Cahier critique 21/11/2018

"Une histoire d’eau" de François Truffaut et Jean-Luc Godard

La preuve est faite que les étudiants sont prêts à tout pour aller étudier.

Un décor naturel, celui d’une inondation de la région parisienne, de jeunes acteurs dont les mouvements vifs apparaissent imprévisibles et délestés de toute empreinte psychologique, des plans courts comme pris sur le vif, la dynamique d’un montage truffé de “faux raccords”, le sens du coq-à-l’âne – ou du collage –, on pourrait multiplier les éléments qui font de ce film une sorte de brouillon d’À bout de souffle, jusqu’au goût des voitures et des citations. Le film est dédié à Mack Sennett, le premier long métrage de Godard le sera à la Monogram Pictures. “La manière godardienne de jouer avec les trous du récits et de la bande image, écrit très justement Antoine de Baecque dans sa biographie de Godard, de recouvrir la multitude des faux raccords et des ellipses par un commentaire logorrhéique fonctionne ici avec une virtuosité qui confine à la désinvolture.

Les percussions qui rythment le film aidant, on songe à Rouch dans cet art de faire entendre une fiction par l’entremise de voix qui ne sont pas celles des corps visibles à l’image et avec lesquels elles jouent avec une grande liberté, entre proximité – on croirait parfois presque lire le mot prononcé sur les lèvres des interprètes – et éloignement – des individus filmés au hasard décrits comme des cousins, sans même parler de toutes les digressions, y compris littéraires. On dirait un film écrit au fil de l’eau, avançant au gré de rencontres, de libres associations et d’une chronologie toute relative sur la base d’une trame arachnéenne : une jeune étudiante (Caroline Dim), empêchée de se rendre à Paris à cause des inondations de la Seine, rencontre un jeune homme (Jean-Claude Brialy) qui l’emmène dans sa Ford Taunus. La voiture immobilisée, ils se retrouvent à pied et, comme dans Partie de campagne, elle se laisse séduire, mais sur une île éphémère, née de la crue de la Seine.

L’idée du film serait venue d’une remarque François Truffaut lors d’une conversation avec Godard et le producteur Pierre Braunberger en février 1958 alors que les pluies torrentielles qui se sont abattues sur la région parisienne font la une des journaux. Pourquoi le cinéma ne s’empare-t-il pas plus souvent de ce genre d’événements comme décors ? Ils réunissent très vite du matériel 16 mm et Godard propose de tourner dès le lendemain.
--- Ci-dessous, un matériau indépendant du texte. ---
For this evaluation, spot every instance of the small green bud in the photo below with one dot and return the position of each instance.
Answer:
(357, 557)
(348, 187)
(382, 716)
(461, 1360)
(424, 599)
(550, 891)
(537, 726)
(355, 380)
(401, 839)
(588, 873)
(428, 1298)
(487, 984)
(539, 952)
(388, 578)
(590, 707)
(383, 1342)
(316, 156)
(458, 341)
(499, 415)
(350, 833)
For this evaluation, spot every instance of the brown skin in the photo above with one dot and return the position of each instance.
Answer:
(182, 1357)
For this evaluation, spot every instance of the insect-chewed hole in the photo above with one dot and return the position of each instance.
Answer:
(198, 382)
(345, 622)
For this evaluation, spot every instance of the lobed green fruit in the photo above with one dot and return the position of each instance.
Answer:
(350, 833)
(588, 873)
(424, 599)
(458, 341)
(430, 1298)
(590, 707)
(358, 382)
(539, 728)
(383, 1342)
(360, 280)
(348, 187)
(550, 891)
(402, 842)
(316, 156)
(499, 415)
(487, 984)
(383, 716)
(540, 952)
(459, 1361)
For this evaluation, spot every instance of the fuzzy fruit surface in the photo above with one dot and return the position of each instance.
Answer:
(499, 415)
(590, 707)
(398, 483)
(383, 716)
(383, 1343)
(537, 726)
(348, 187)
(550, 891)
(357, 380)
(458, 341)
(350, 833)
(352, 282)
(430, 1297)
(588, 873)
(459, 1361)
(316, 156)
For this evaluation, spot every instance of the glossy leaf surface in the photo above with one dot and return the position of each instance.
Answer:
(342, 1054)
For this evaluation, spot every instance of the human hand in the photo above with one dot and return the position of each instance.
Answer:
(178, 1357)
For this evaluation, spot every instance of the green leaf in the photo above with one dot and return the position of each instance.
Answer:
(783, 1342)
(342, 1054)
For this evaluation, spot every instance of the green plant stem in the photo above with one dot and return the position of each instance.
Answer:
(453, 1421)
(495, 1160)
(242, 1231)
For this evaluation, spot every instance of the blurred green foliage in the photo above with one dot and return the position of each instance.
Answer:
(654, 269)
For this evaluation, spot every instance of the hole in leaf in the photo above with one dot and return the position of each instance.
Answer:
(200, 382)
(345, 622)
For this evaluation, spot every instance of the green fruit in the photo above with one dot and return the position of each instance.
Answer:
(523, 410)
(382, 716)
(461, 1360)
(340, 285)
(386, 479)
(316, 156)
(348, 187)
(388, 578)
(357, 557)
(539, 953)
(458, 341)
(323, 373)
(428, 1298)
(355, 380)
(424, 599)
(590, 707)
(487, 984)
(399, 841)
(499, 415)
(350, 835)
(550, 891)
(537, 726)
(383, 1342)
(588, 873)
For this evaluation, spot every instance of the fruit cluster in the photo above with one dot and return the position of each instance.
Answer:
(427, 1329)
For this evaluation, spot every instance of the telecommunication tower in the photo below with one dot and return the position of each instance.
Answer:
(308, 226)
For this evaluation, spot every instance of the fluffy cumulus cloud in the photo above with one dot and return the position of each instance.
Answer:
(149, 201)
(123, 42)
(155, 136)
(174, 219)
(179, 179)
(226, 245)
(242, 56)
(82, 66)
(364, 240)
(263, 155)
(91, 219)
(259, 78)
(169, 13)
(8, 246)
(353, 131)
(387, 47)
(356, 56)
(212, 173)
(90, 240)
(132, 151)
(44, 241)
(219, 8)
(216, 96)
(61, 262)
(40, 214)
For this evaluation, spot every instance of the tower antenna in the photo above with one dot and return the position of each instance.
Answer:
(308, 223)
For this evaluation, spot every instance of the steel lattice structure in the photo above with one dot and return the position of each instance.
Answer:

Ce dernier n’est finalement pas venu, suggérant juste le nom de Caroline Dim pour interpréter le rôle principal. Truffaut est parti avec les deux comédiens et l’opérateur Michel Latouche, pierre angulaire du projet puisqu’il fut le complice de Godard sur Charlotte et son jules (1958), Tous les garçons s’appellent Patrick (1959) et, plus tard, Le petit soldat (1960). Déçu par les images qu’il a ramenées, Truffaut semblait prêt à rembourser Braunberger pour la somme engagée, mais Godard se dit intéressé et propose de monter le film. Il le finit une dizaine de mois plus tard, enregistrant le son au mois de décembre 1958.

Une histoire d’eau apparaît traversé d’une drôle de tension entre la vivacité d’un geste – tournage rapide, improvisation de comédiens dans des décors naturels –, qui tranche avec le tout-venant du cinéma et annonce la Nouvelle Vague, et une certaine nostalgie, énoncée par le monologue de l’étudiante, “Valéry Larbeau est mort, Paul Éluard est mort, Jean Giraudoux est mort”, comme si, en posant les jalons d’une autre façon de faire des films, Godard était surtout sensible au monde qui disparaissait.

Jacques Kermabon

Réalisation et scénario : François Truffaut et Jean-Luc Godard. Image : Michel Latouche. Montage : Jean-Luc Godard. Interprétation : Jean-Claude Brialy et Caroline Dim. Production : Les Films de la Pléiade.